The student will collaborate with Prof. Richard Sibly, University of Reading: an expert in behavioral and physiological ecology and IBMs.
The supervisory team have been collaborating >5 years on several projects including 3 NERC SCENARIO CASE studentships. Current projects encompass IBMs of Mackerel and Bass.
Dr Richard Everitt
Department of Statistics,
University of Warwick,
Coventry, CV4 7AL
If you wish to apply to the project, applications should include:
- A CENTA application form, downloadable from: CENTA application
- A CV with the names of at least two referees (preferably three and who can comment on your academic abilities)
- Submit your application and complete the host institution application process via: https://warwick.ac.uk/fac/sci/lifesci/study/pgr/studentships/nerccenta Please quote CENTA23_W11 when completing the application form.
Applications to be received by the end of the day on Wednesday 11th January 2023.
Gain familiarity with models and methods to be used in the project. Perform initial work on calibrating an IBM for sea bass using existing approaches, paying particular attention to the deficiencies of these approaches. Cefas will support training in use of the packages and models and to understand the ultimate aims for the models that we are developing. In addition, the student will be encouraged to meet and interact with other marine scientists, learn about the science policy interface, and have access to Cefas training courses.
Develop new methods for calibrating complex multiparameter models. The main focus is on the following three areas:
- Expensive simulators. Develop methods that are computationally feasible despite the use of models that take a long time to run.
- High dimensional ABC. Investigate the accuracy of existing approaches to high dimensional ABC, developing improvements where necessary, particularly to enable model comparison.
- Estimating model error. To develop statistical methods for estimating the error in IBMs; to gain an understanding of this error, and thereby to improve the accuracy with which models are fitted to data.
Apply methods developed above to IBMs developed at Cefas and the University of Reading. Assess the accuracy of their estimates of posteriors using coverage and show how the uncertainty of predictions can be described.
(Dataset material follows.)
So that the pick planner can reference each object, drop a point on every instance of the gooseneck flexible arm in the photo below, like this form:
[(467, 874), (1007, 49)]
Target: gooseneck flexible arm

Investigate the use of our new methods in other applications such as data assimilation, as used in weather forecasting.
Deploy our recommended methods to the ICES (International Council for the Exploration of the Sea) secretariat and other environmental management agencies.
The student will be able to spend up to 3 months at Cefas. The student would take advantage of this when close collaboration with Cefas would be desirable.
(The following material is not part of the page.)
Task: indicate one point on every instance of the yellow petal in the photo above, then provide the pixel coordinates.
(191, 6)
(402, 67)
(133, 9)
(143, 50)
- Beaumont (2010) “ABC in Evolution and Ecology.” Annual Review of Ecology, Evolution, and Systematics 41: 379–406.
- Didelot et al. (2011) “Likelihood-Free Estimation of Model Evidence.” Bayesian Analysis 6 (1): 49–76.
- Prangle et al. (2016) “A Rare Event Approach to High Dimensional ABC.” Arxiv.
- van der Vaart et al. (2016) “Predicting How Many Animals Will Be Where: How to Build, Calibrate and Evaluate IBMs.” Ecological Modelling 326: 113–23.
This project is about the development, implementation, and application of statistical algorithms. As such, most of the work will involve doing either mathematics or coding. None of this work would be directly affected by a pandemic. The effect of a pandemic would be on the interaction between the team members, for planning the direction of the project and fixing problems that arise (e.g. debugging code). If required, in-person meetings could be replaced by video calls, with these taking place more often at times when the student requires more support.